Dungeon Masters hate them: How one party converted 15 filthy peasants into an over-powered railgun of death using 1 weird trick!
Not to be confused with “The People’s Cannon”, a Magic the Gathering deck using a similarly OP dynamic.
The past weekend, I attended the third annual Queen City Anifest as a volunteer. I walked the perimeter and handed out water to vendors mostly, and had a pretty good time. After my shift, I sat down at the D&D table and joined a rousing game.
We stayed to talk to the Dungeon Master after the game. During our conversation, he described the time he experienced what may well be one of the most hilarious, game-breaking logic bugs ever encountered. This super-combo move is called “The People’s Cannon” (or as I like to call it, “The Caber Toss of Doom”).
It really just boils down to the interaction between 2 rules:
- Players with high charisma can ask villagers to do simple tasks.

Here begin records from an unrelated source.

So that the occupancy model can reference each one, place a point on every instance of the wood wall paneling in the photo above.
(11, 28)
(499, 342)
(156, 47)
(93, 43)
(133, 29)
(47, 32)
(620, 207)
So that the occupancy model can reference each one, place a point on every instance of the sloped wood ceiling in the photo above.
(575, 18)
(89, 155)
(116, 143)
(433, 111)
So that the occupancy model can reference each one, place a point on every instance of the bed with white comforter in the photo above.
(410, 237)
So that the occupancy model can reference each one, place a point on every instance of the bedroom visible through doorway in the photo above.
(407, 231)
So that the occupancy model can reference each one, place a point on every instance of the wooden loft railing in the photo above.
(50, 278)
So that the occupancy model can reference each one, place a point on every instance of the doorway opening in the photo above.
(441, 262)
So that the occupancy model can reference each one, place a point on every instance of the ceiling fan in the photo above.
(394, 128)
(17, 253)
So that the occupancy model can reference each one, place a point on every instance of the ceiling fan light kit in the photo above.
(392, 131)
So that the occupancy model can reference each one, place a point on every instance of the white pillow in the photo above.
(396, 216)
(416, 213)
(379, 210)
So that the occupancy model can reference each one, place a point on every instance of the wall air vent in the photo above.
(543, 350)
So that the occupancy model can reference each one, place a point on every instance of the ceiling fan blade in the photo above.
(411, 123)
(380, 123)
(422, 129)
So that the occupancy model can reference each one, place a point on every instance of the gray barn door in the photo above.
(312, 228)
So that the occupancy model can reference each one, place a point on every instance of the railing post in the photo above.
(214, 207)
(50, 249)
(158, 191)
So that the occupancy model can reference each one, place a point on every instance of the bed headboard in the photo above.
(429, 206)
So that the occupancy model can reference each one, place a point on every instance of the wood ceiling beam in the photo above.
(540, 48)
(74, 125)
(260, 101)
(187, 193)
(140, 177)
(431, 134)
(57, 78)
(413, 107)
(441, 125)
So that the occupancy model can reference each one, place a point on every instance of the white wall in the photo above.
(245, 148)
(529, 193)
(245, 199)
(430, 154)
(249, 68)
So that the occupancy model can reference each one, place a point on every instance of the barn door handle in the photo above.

- Simple actions – such as passing a 10 foot pole – take 1 second of in-game time to complete.
Firing the Cannon:
- Two players request something like 15 villagers to follow them to the lair of some incredibly powerful monster.
- Once the monster is in sight, a player requests the villagers stand single file with 10 feet between each.
- The players then stand at either end of the line and instruct the villagers to pass on whatever is handed to them.
- The first player passes a 10-foot pole to the first villager, who then passes it to the next, and so on.
(Remember, only 1 second passes between when the first player hands off the pole to when the second player receives it. Therefore, by the time it reaches the end of the line, it must be moving at 150 feet per second. That’s over 100 miles per hour!)
- The second player – who must be quite strong – then throws the high-velocity pole directly at the monster.
- This move deals critical damage almost inevitably, assuming your roll was successful.
With this method, you are essentially able to fire an NPC-Powered Railgun at will, making your party veritable gods amongst men.
It is worth noting, however, that virtually no dungeon masters will actually allow this to play out. That said, they’ll probably get a kick out of you trying. Generally, game-breaking bugs are at the discretion of the DM to fix ad-hoc.
Editors Note: Obviously, this post is a bit of a break from our “regularly scheduled programming”, but so is everything on this site. What is regular, anyway?